Creating Controls & Standards
Creating Controls to Drive Security Understanding and Lower Risk
By i-confidential Staff
A major UK life and pensions company engaged i-confidential to improve its cyber security capability. It had fallen well behind its peers, with security controls that no longer offered appropriate protection.
The organisation lacked a control framework that addressed the latest cyber security threats. This made it difficult to identify control gaps and verify that existing controls were operating effectively. Security standards were also weakened, as there were no sufficiently defined controls to base them on.
Our approach to helping the client was based on our deep understanding of industry-standard control frameworks, such as SOGP, NIST, and ISO. In addition, we have extensive experience of working with large financial services organisations over many years.
Our team of experienced practitioners understood the client’s challenges and knew how to work with internal stakeholders to gain the support and buy-in required. At the outset, this involved gaining an appreciation of what the client wanted to achieve in terms of its risk appetite. With a consensus achieved, work began on translating the desired outcomes to the new control framework. Our team also worked with control owners to determine gaps in the client’s control environment.
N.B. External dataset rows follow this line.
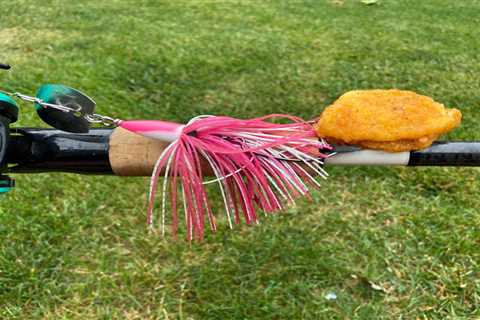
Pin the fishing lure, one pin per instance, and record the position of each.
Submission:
(256, 163)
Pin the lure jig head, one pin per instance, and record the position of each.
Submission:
(64, 108)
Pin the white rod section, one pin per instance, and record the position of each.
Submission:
(368, 158)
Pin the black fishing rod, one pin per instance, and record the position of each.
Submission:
(73, 147)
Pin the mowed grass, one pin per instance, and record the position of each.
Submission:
(389, 242)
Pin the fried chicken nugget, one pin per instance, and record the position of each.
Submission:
(391, 120)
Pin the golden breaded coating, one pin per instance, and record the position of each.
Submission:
(391, 120)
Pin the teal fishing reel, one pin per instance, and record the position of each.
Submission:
(59, 106)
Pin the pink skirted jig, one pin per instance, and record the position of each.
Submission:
(256, 164)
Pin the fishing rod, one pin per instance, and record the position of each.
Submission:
(255, 163)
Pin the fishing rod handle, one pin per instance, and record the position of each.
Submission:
(123, 153)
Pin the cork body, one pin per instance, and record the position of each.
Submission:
(131, 154)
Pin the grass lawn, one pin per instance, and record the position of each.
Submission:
(399, 243)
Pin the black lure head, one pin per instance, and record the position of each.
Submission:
(64, 108)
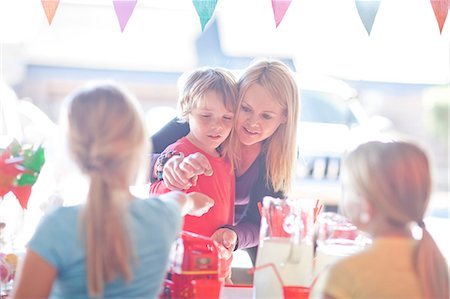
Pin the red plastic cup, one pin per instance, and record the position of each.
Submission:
(206, 288)
(295, 292)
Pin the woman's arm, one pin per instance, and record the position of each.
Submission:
(170, 133)
(35, 278)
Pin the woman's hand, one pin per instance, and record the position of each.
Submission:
(181, 173)
(225, 240)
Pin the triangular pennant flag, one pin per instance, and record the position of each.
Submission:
(367, 10)
(124, 9)
(279, 9)
(205, 10)
(50, 7)
(440, 8)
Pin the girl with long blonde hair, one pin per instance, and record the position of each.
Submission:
(109, 246)
(387, 187)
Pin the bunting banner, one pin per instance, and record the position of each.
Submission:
(367, 10)
(50, 7)
(124, 9)
(279, 9)
(205, 10)
(440, 8)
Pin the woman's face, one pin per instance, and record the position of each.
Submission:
(260, 115)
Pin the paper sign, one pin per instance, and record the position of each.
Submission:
(50, 7)
(440, 8)
(124, 9)
(205, 10)
(367, 10)
(279, 9)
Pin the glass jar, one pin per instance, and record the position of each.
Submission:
(286, 244)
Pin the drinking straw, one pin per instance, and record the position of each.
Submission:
(317, 209)
(260, 208)
(277, 274)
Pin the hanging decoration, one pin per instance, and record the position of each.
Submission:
(19, 170)
(50, 7)
(279, 9)
(124, 9)
(367, 10)
(205, 10)
(440, 8)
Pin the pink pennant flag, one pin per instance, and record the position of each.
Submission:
(367, 10)
(50, 7)
(279, 9)
(440, 8)
(124, 9)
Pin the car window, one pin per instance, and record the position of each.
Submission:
(324, 107)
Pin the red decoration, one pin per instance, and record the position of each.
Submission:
(440, 8)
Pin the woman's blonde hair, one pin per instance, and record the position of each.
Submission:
(280, 149)
(196, 84)
(395, 178)
(106, 136)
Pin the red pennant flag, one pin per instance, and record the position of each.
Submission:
(124, 9)
(50, 7)
(279, 9)
(22, 193)
(440, 8)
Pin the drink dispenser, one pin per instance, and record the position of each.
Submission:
(286, 244)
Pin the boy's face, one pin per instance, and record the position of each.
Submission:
(210, 123)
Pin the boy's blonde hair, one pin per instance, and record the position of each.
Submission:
(107, 139)
(395, 178)
(197, 83)
(278, 80)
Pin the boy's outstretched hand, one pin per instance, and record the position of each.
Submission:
(181, 173)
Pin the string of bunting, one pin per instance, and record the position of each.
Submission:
(367, 10)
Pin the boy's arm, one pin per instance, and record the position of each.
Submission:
(169, 134)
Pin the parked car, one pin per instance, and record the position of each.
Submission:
(331, 122)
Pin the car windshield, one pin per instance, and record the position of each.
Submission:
(322, 107)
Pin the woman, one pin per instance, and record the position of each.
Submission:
(108, 247)
(265, 125)
(387, 188)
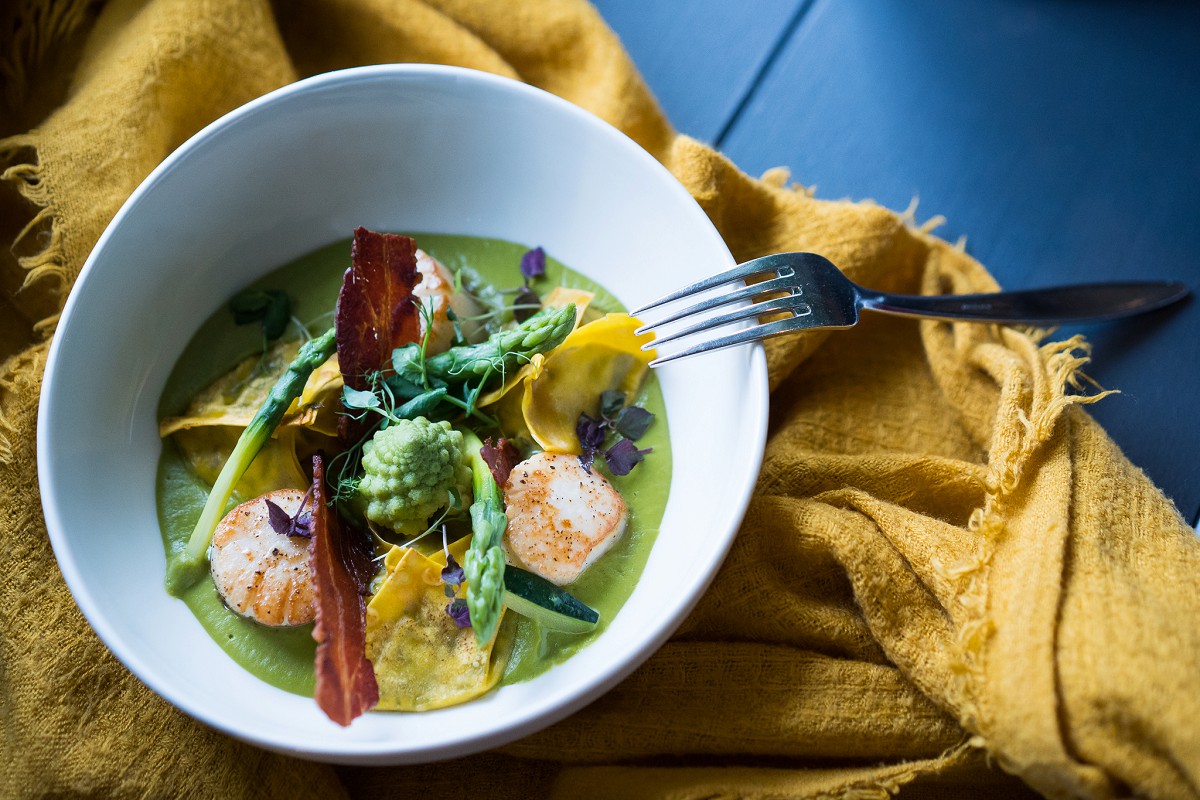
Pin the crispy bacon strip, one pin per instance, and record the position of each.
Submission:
(376, 312)
(341, 570)
(501, 458)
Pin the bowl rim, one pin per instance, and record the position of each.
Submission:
(351, 751)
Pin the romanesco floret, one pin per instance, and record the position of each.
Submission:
(412, 469)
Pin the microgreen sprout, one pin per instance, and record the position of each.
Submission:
(629, 422)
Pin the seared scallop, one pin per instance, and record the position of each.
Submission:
(436, 292)
(561, 516)
(261, 573)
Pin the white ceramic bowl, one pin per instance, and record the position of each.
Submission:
(391, 148)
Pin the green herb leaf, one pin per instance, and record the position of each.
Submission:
(526, 305)
(423, 404)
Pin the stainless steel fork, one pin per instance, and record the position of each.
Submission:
(815, 294)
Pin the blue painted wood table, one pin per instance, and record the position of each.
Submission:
(1061, 138)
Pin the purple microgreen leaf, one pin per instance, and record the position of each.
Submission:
(591, 432)
(453, 575)
(624, 456)
(359, 398)
(457, 326)
(303, 525)
(285, 525)
(611, 402)
(526, 305)
(533, 264)
(459, 613)
(280, 519)
(633, 421)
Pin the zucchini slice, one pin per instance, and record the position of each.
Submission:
(538, 599)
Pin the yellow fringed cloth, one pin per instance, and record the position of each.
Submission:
(949, 582)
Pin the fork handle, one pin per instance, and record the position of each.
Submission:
(1051, 306)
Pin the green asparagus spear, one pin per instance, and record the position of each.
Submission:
(186, 569)
(502, 353)
(484, 563)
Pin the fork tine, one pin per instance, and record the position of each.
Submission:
(774, 284)
(741, 337)
(738, 272)
(791, 302)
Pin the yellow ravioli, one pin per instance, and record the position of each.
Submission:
(599, 356)
(421, 659)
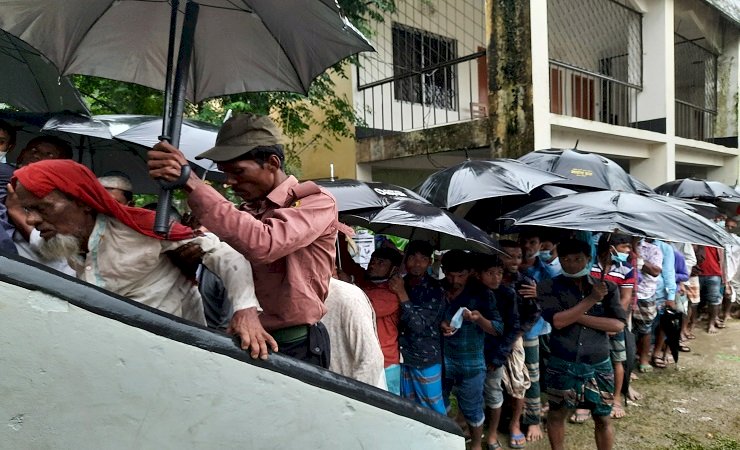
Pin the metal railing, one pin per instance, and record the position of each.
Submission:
(694, 122)
(460, 96)
(589, 95)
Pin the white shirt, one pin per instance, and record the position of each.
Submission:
(350, 321)
(136, 266)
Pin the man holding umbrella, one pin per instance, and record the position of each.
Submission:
(286, 229)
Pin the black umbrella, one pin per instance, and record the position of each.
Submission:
(584, 169)
(620, 212)
(670, 323)
(704, 209)
(29, 82)
(484, 213)
(697, 188)
(234, 47)
(412, 219)
(93, 146)
(474, 180)
(355, 194)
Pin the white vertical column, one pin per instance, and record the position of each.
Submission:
(540, 74)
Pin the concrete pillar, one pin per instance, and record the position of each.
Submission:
(727, 173)
(659, 168)
(728, 81)
(540, 75)
(364, 172)
(509, 51)
(656, 102)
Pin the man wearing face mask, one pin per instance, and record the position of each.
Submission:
(582, 310)
(613, 252)
(7, 142)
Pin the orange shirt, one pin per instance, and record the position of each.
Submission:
(291, 247)
(387, 314)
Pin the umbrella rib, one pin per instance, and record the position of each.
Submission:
(63, 70)
(285, 53)
(35, 78)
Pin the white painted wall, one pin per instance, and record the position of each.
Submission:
(75, 380)
(540, 74)
(656, 99)
(728, 81)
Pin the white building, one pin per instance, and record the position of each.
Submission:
(652, 84)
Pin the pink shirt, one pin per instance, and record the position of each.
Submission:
(290, 244)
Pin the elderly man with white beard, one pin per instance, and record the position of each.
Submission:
(113, 246)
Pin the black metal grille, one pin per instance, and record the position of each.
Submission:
(598, 36)
(414, 53)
We used our knowledge and experience with the most widely used control frameworks to help the client create one of its own. Control areas were aligned to existing risk definitions within the organisation’s operational risk framework. This exercise included determining the boundaries between Cyber and other policy-owning areas, including IT, Supplier Management, and HR. We also provided a ‘translation’ of generic terms to reflect those of the client.
We syndicated the new control definitions with the control owners and other stakeholders. We then created c. 30 new cyber security standards and procedures documents based on the accepted and understood controls.
We were able to provide the client with their own control framework that defined the requirements for cyber security and was fully aligned to industry standards. This gave it the capability to understand the security requirements for all of its processes. In turn, it could improve existing controls via better standards and assurance.
Crucially, the client was also able to understand where it had major control gaps so it could invest in the improvements required to achieve its risk appetite.
“We used our knowledge and experience with the most widely used control frameworks to help the client create one of its own.”